On 07/13/2014 09:48 PM, Mike Hommey wrote:
> On Sun, Jul 13, 2014 at 02:02:18PM +0200, Matthias Urlichs wrote:
>> Hi,
>>
>> Bernhard R. Link:
>>> * Mike Hommey <m...@glandium.org> [140713 12:55]:
>>>> Contrary to what you seem to believe, this only really works if *both*
>>>> libraries have versioned symbols. Otherwise, you can end up with
>>>> libraries linked against the unversioned one using symbols from the
>>>> versioned one at run time when both are loaded in the same address
>>>> space.
>>>
>>> Actually, "both having versioned symbols" is not enough.

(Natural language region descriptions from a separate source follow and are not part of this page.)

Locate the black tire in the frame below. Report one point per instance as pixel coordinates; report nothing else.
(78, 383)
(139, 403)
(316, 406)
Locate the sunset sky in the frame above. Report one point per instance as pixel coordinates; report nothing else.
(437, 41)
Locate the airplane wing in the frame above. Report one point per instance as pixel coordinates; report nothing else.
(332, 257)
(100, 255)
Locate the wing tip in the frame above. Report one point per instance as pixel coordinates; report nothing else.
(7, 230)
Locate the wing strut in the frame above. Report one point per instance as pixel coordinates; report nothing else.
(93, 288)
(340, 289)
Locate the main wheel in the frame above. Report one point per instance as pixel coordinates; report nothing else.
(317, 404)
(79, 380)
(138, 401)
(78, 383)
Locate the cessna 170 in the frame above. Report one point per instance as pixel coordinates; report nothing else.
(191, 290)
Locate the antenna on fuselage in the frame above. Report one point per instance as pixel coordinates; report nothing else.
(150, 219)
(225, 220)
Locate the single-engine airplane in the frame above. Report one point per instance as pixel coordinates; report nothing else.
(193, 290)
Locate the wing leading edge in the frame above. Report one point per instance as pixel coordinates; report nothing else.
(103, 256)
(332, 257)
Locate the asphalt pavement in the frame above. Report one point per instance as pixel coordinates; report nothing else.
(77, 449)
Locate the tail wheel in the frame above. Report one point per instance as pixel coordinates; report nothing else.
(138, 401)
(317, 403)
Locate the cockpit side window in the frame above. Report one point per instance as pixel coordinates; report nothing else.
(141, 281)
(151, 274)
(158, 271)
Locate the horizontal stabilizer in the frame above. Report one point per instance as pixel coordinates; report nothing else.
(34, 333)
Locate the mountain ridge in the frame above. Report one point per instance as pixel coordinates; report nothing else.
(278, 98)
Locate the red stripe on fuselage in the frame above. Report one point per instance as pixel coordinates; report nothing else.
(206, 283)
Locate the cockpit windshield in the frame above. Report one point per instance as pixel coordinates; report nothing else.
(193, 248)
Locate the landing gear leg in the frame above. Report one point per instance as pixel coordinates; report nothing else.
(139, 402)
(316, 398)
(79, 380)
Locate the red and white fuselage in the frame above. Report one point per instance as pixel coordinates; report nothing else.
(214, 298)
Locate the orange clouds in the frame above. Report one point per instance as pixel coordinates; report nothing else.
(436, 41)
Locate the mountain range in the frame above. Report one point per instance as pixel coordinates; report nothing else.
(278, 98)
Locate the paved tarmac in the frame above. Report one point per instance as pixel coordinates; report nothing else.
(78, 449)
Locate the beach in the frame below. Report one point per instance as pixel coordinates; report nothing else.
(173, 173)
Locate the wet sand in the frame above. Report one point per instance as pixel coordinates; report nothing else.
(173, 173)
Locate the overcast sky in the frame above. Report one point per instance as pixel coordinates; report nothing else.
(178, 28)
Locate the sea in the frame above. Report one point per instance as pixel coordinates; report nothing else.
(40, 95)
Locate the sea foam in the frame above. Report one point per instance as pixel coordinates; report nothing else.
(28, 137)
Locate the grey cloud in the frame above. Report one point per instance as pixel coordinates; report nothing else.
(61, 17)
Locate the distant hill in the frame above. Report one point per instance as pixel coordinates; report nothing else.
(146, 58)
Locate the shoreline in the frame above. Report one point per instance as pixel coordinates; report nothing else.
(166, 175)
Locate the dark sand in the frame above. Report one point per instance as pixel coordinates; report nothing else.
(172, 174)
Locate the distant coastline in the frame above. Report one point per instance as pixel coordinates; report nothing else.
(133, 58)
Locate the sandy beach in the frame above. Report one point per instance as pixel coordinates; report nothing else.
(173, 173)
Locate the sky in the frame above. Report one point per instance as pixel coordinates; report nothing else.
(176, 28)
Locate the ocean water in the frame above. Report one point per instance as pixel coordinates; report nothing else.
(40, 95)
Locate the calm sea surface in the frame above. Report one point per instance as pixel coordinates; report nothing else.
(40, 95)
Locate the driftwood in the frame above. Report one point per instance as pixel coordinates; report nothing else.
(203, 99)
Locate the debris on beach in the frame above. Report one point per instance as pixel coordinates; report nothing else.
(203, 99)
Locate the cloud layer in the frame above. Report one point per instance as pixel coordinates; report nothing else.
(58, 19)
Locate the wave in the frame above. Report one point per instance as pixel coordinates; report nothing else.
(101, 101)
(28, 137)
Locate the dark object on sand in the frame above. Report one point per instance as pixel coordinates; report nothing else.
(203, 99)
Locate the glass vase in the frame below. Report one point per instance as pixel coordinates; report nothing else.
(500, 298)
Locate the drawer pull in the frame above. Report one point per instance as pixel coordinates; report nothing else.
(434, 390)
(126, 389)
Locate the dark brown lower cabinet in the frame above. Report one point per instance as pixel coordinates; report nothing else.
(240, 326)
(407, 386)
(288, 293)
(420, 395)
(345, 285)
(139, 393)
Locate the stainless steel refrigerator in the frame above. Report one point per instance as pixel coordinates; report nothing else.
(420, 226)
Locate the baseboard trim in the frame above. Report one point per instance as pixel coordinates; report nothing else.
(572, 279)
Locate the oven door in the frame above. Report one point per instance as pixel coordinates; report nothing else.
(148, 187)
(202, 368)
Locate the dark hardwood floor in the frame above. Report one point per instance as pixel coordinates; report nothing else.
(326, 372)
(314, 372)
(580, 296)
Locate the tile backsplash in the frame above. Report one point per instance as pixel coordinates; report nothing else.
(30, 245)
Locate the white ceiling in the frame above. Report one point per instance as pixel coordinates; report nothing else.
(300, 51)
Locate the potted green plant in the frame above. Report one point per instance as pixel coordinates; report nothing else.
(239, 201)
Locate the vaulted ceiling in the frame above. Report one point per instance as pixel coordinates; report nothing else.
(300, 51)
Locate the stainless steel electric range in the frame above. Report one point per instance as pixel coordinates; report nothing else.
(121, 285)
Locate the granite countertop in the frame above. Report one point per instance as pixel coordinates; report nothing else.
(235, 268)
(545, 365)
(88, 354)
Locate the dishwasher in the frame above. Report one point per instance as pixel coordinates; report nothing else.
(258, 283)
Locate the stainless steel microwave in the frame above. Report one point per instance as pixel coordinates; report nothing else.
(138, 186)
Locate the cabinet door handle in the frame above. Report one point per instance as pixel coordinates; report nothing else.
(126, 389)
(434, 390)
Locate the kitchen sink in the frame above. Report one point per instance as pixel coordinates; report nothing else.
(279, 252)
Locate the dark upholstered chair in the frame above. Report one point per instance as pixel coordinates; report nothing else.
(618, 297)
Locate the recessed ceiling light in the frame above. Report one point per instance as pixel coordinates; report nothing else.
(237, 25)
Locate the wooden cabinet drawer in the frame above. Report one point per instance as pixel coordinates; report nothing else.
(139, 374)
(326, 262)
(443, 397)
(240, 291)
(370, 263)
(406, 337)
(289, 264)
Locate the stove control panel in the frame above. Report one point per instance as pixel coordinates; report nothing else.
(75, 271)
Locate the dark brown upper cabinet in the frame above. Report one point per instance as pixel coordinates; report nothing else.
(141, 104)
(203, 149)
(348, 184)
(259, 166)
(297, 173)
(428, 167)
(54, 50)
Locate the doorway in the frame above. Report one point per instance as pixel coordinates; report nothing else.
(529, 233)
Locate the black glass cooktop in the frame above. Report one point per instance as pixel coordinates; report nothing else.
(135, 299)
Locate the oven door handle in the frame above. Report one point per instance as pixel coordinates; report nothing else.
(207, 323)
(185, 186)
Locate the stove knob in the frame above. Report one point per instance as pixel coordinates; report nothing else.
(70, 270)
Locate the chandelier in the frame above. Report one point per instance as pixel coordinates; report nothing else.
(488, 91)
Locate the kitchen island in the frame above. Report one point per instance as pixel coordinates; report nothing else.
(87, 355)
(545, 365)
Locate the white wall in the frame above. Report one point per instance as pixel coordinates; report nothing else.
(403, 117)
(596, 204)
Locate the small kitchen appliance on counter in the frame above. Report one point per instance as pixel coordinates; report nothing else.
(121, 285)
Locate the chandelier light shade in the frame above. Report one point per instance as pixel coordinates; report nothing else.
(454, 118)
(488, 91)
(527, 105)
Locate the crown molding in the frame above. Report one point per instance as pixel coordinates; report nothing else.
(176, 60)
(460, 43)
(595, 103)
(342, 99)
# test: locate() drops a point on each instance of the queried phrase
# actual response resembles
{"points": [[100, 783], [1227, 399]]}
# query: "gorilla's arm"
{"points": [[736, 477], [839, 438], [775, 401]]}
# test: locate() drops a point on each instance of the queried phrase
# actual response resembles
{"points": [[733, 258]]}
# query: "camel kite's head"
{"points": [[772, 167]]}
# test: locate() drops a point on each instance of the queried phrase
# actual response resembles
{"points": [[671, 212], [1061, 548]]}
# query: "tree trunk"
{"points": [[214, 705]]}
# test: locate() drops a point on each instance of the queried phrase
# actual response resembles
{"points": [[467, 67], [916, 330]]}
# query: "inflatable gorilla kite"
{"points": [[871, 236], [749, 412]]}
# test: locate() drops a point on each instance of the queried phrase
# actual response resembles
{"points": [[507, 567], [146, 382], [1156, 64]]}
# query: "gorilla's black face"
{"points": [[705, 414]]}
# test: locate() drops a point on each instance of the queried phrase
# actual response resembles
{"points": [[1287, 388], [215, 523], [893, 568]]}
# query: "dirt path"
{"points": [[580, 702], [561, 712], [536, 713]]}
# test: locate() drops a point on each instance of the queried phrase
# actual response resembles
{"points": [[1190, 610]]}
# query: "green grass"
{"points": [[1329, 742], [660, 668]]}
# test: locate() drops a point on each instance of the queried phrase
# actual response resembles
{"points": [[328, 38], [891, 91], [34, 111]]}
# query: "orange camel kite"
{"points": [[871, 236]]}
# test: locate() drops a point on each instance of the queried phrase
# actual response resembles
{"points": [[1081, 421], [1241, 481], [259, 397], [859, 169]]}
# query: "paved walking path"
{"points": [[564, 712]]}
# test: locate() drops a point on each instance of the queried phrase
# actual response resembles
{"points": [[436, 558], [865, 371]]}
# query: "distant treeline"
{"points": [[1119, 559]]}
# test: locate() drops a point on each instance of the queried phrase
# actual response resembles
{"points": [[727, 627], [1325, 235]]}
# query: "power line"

>>> It is either "both must always have had versioned symbols" or
>>> "both must have versioned symbols now and every binary linked against
>>> either must have been built (or rebuilt) after the symbols got
>>> versioned".
>>>
>> Bah. Thanks for the correction.
>>
>> However, it seems that the current OpenSSL package _does_ have
>> fully-versioned symbols, at least if I understand "objdump -T"
>> correctly.
>>
>> So the situation may not be as dire as this thread suggests.
> 
> Well, it kind of is. Because those versioned symbols in openssl come
> from a debian patch, afaict. So while debian may be fine (as long as all
> build-rdeps have been rebuilt since openssl got those versioned
> symbols), other distros aren't covered, as well as binaries not
> compiled on debian.

Why should we care about other distros? Do they have an impact on us?